To evaluate whether hepcidin in the TM responds to exogenous iron as expected, AH from three bovine eye globes was replaced with equal volume of medium containing 1% FBS supplemented with 30 µM FAC or vehicle, and the globes were agitated gently for 2 hours at 37°C. Subsequently, TM was harvested and analyzed. Semiquantitative RT-PCR revealed significant upregulation of hepcidin in samples exposed to FAC relative to controls (Fig. 1B, lanes 1,2; Fig. 1C).

To confirm the above results, primary human TM cells were cultured in the presence of 30 µM of FAC or vehicle for 24 hours, and analyzed as above. Exposure to FAC resulted in significant upregulation of hepcidin relative to controls (Fig. 1D, lanes 1,2; Fig. 1E), supporting the results in bovine TM tissue.

Together, the above results demonstrate local synthesis of hepcidin in human and bovine TM, and transcriptional upregulation by excess iron in the local microenvironment. Subsequent experiments were aimed at evaluating the cross-talk between TGF-β2 and hepcidin, and downstream pathways of hepcidin-mediated regulation of iron in the TM.

TGF-β2 Upregulates Hepcidin and Downstream Proteins in the Trabecular Meshwork

To evaluate whether TGF-β2 upregulates hepcidin, two experimental models were tested; primary human TM cells exposed to recombinant bioactive TGF-β2 peptide at a concentration of 4 to 8 ng/mL diluted in reconstitution buffer-4 (Figs. 2A−D), and ex vivo bovine anterior eye cup model overexpressing human bioactive TGF-β2 (Figs. 2E−H). The dose of TGF-β2, although higher than pathological levels observed in POAG, is within the range that upregulates fibrillogenic proteins in vitro in primary human TM cells⁵^,²⁵^,³⁹^,⁴⁰ (Supplementary Fig. S3).

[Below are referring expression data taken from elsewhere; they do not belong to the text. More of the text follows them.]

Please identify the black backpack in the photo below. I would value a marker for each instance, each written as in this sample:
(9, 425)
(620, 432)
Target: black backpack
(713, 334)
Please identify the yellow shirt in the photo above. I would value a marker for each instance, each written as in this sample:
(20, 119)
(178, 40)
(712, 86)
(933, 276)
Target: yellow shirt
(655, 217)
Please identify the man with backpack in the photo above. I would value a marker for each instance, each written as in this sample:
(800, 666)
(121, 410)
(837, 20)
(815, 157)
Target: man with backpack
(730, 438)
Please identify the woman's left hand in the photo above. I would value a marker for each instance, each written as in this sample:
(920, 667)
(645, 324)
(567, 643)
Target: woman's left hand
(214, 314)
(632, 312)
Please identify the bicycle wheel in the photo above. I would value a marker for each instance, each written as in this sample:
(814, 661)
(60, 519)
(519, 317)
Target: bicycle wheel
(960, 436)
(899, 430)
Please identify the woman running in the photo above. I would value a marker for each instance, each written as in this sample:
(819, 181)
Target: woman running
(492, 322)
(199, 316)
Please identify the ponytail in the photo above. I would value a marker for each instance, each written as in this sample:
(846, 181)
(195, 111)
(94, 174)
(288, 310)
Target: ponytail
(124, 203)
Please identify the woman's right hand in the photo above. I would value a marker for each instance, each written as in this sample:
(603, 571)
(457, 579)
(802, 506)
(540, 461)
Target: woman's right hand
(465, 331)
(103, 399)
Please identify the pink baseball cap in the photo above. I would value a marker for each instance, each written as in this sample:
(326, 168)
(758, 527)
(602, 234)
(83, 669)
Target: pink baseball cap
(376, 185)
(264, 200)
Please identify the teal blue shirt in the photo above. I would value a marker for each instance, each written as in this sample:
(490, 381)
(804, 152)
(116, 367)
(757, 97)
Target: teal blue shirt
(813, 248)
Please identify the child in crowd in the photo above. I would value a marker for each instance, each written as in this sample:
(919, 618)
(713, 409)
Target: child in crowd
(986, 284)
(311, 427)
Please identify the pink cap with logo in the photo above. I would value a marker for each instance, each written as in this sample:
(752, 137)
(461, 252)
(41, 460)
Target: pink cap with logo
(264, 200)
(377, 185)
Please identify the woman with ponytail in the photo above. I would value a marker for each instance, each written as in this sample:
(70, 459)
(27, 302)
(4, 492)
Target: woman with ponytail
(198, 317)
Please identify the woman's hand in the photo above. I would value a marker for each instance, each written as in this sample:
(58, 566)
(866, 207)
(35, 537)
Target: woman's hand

Figure 2. — TGF-β2 upregulates hepcidin in the TM. (A) Amplification of hepcidin from primary human TM cells exposed to TGF-β2 or vehicle shows upregulation of hepcidin by TGF-β2 relative to the control (lanes 1 & 2). Full images are shown in Supplementary Figure S1-2A. (B) Densitometry after normalization with GAPDH shows 3.4-fold upregulation of hepcidin by TGF-β2 relative to controls. Values are mean ± SEM of the indicated n. ***P < 0.001. (C) Western blotting of lysates from primary human TM cells exposed to TGF-β2 or vehicle followed by probing for hepcidin shows increased expression of pro-hepcidin (approximately 12 kDa) by TGF-β2 relative to the control (lanes 1 & 2). Full images are shown in Supplementary Figure S1-2C. (D) Densitometry after normalization with β-actin shows 1.75-fold upregulation of pro-hepcidin by TGF-β2 relative to controls (lanes 1 & 2). Values are mean ± SEM of the indicated n. *P < 0.05. (E) Amplification of hepcidin from bovine TM overexpressing virally encoded human TGF-β2 (AdhuTGF-β2) shows increased expression relative to controls expressing empty vector (AdEmpty) (lanes 3 & 4 vs. 1 & 2). Full images are shown in Supplementary Figure S1-2E. (F) Densitometry after normalization with β-actin shows two-fold upregulation of hepcidin by TGF-β2 relative to controls. Values are mean ± SEM of the indicated n. *P < 0.05. (G) Western blotting of lysates from TM tissue in E above followed by probing for TGF-β2 shows increased expression of bioactive TGF-β2 in samples overexpressing TGF-β2 relative to controls as expected (lanes 3−5 vs. 1 & 2). Reaction for β-actin provides a loading control. Western blot analysis of the same lysates for hepcidin shows increased expression of pro-hepcidin in samples overexpressing TGF-β2 relative to controls (lanes 3−5 vs. 1 & 2). Recombinant hepcidin peptide and lysate from human retina were fractionated as positive controls, and showed hepcidin reactive bands at 3 kDa and approximately 12 kDa respectively (lanes 6 & 7). The membrane was re-probed for β-actin as a loading control. Full images are shown in Supplementary Figure S1-2G. (H) Densitometry after normalization with β-actin shows 4.3-fold increase in TGF-β2 and 2.2-fold increase in hepcidin in samples over-expressing TGF-β2 relative to controls. Values are mean ± SEM of the indicated n. **P < 0.01; ***P < 0.001.

Thus, human TM cells were exposed to 8 ng/mL of TGF-β2 or vehicle for 24 hours, and analyzed. Amplification of hepcidin by RT-PCR revealed significant upregulation by TGF-β2 relative to controls (Fig. 2A, lanes 1,2; Fig. 2B). Western blotting and probing of protein lysates for hepcidin mirrored the above results, and showed significant upregulation of pro-hepcidin migrating at approximately 12 kDa⁴¹^,⁴² by TGF-β2 relative to controls (Fig. 2C, lanes 1,2; Fig. 2D). The membrane was re-probed for β-actin as a loading control.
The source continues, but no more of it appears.